C++ is a good choice because it gives us control over graph representation, memory layout, and performance-critical implementation details. Since graph coloring performance is likely to be influenced by cache behavior, contention, and adjacency traversal overhead, using a low-level language makes it easier to optimize and analyze these effects. Overall, a multicore CPU implementation is the right balance of ambition and feasibility for this project: the problem is irregular enough to be interesting, but still tractable with the tools and systems we have used in class.

Schedule

We will complete all implementation, experiments, analysis, report writing, and presentation materials before the April 24 presentation.

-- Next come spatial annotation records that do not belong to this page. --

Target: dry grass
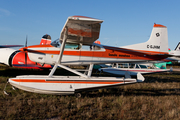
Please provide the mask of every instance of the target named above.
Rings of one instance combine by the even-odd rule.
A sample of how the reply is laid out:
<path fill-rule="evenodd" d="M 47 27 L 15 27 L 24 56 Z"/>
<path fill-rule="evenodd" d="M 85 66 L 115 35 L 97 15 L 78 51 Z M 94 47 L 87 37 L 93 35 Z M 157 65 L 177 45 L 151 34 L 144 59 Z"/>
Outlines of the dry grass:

Note: schedule for April 14 onward was updated following the milestone report to reflect revised plans and owner assignments.

Week Planned Tasks
Week 1: March 24 – March 30 Finalize project scope and choose the specific parallel graph coloring approach to implement; set up repository, build system, and testing framework; implement and validate a sequential greedy graph coloring baseline; gather initial graph datasets and build input parsing utilities.
Week 2: March 31 – April 6 Implement the first OpenMP-based parallel graph coloring version; add correctness checks for valid coloring and color count; run initial benchmarks on small and medium graphs; identify early bottlenecks in synchronization, conflict handling, and load balance.
Week 3: April 7 – April 13 Improve conflict detection and conflict resolution logic; add instrumentation for conflict counts, recoloring rounds, runtime breakdowns, and color count; benchmark across different graph families and thread counts; start analyzing how graph structure affects performance.
April 15 – April 16 Implement hybrid speculative + Jones-Plassmann algorithm (Jerry). Optimize existing speculative implementation based on bottleneck analysis (Harry).
April 17 – 18 Run large-scale experiments across all graphs and thread counts, finalize plots (Harry). Begin drafting the final report (Jerry).
April 19 – April 21 Keep working on report (Both). Implement GPU version if time allows (Harry). Optimize GPU version if time allows (Jerry).
April 22 Finalize report (Both). Begin working on poster (Both).
April 23 Finish poster (Both). Finalize website (Harry). Submit report (Jerry).